I’ve just had to wander around the house to find out what was causing a knocking noise somewhere. The heating’s working perfectly well and there’s nobody at the door. But something was knocking on wood, and it wasn’t Eddie Floyd. I’m alone here.

Anyway, Mags, one of my employees in the shop, has mentioned a few times that she’s felt a presence there and a couple of times has thought that she’s seen a shadowy figure in one particular corner. And I’ve got to tell you, a couple of weeks ago, while in the kitchen on the other side of the shop I saw somebody walk through the doorway into the store room in that particular corner, and on going there to see who it was and what they wanted, I was met with a completely empty room.

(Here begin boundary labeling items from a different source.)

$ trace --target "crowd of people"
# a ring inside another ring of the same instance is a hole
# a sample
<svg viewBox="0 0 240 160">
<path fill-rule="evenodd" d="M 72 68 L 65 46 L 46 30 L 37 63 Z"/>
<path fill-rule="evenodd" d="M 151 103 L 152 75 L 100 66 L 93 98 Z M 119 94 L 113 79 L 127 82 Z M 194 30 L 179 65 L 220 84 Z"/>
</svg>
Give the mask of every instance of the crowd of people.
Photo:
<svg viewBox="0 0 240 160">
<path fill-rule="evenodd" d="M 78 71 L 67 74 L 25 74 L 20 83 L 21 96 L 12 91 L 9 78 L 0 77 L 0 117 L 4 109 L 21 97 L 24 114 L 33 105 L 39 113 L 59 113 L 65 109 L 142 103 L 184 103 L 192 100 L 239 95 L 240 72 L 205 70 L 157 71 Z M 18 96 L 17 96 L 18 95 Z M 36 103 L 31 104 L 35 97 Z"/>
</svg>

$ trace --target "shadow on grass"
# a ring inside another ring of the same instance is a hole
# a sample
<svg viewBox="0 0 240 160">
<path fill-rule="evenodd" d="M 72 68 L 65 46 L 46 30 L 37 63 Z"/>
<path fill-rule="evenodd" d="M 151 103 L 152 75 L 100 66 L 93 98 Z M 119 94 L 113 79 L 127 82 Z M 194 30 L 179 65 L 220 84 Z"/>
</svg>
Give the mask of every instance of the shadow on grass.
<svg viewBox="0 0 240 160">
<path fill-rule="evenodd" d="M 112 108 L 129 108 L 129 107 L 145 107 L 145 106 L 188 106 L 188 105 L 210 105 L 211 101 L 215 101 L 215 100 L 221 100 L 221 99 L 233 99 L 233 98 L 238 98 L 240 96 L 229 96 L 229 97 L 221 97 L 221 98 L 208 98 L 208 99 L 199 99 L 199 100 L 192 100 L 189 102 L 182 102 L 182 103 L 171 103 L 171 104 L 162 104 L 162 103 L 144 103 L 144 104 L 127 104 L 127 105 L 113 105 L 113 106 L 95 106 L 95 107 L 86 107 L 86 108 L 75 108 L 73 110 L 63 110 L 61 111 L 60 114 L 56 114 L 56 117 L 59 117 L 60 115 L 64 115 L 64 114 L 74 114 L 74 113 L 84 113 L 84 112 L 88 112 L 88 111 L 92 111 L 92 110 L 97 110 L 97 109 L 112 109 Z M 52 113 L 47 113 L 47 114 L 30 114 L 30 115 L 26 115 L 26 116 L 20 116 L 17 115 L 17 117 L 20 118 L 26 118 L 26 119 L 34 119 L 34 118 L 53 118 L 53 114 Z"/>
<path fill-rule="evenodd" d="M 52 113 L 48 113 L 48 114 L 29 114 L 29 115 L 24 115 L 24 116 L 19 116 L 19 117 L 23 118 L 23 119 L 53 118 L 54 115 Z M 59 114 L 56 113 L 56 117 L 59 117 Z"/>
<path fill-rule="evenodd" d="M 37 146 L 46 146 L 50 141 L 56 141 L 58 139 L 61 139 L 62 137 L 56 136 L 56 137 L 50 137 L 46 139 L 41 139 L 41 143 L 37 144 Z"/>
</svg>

Shadows.

Every year I close the shop for the week between Christmas and the New Year, partly because there’s hardly enough trade this week to make it worthwhile opening, but also because it gives me the chance to get in there and do all the maintenance and tarting up jobs that (a)I can’t be arsed to stay on to do in the evenings after a ten hour day and (b) I’m too tight to pay someone else an extortionate amount of money to do, usually to a lesser standard than I’d achieve myself.

So this week I was in the shop alone, painting all the woodwork and wainscoting. I sand, I wash with sugar soap and a scouring pad, I rinse well with a soft cloth and several changes of clean water, and then, when all is dry, I lightly dust with a dry pad before applying two even coats of the chosen finish, gently abrading the first coat when dry with a very fine grade of abrasive paper in order to give a good key for the final coat. In this case a satinwood paint with the very apt name of  ’Cookie Dough’. It’s a bakery.  The Gods of colour naming were truly smiling upon me this year. And all the way along the long wall of the shop, out of the corner of my right eye, a shadowy figure occasionally appeared, outside the door of the store room in the corner. There were also lots of vague shifting, banging noises from the offices upstairs, where the tenants are away until next week, and no alarm was sounding.

What am I to make of that then? The paint job looks good anyway.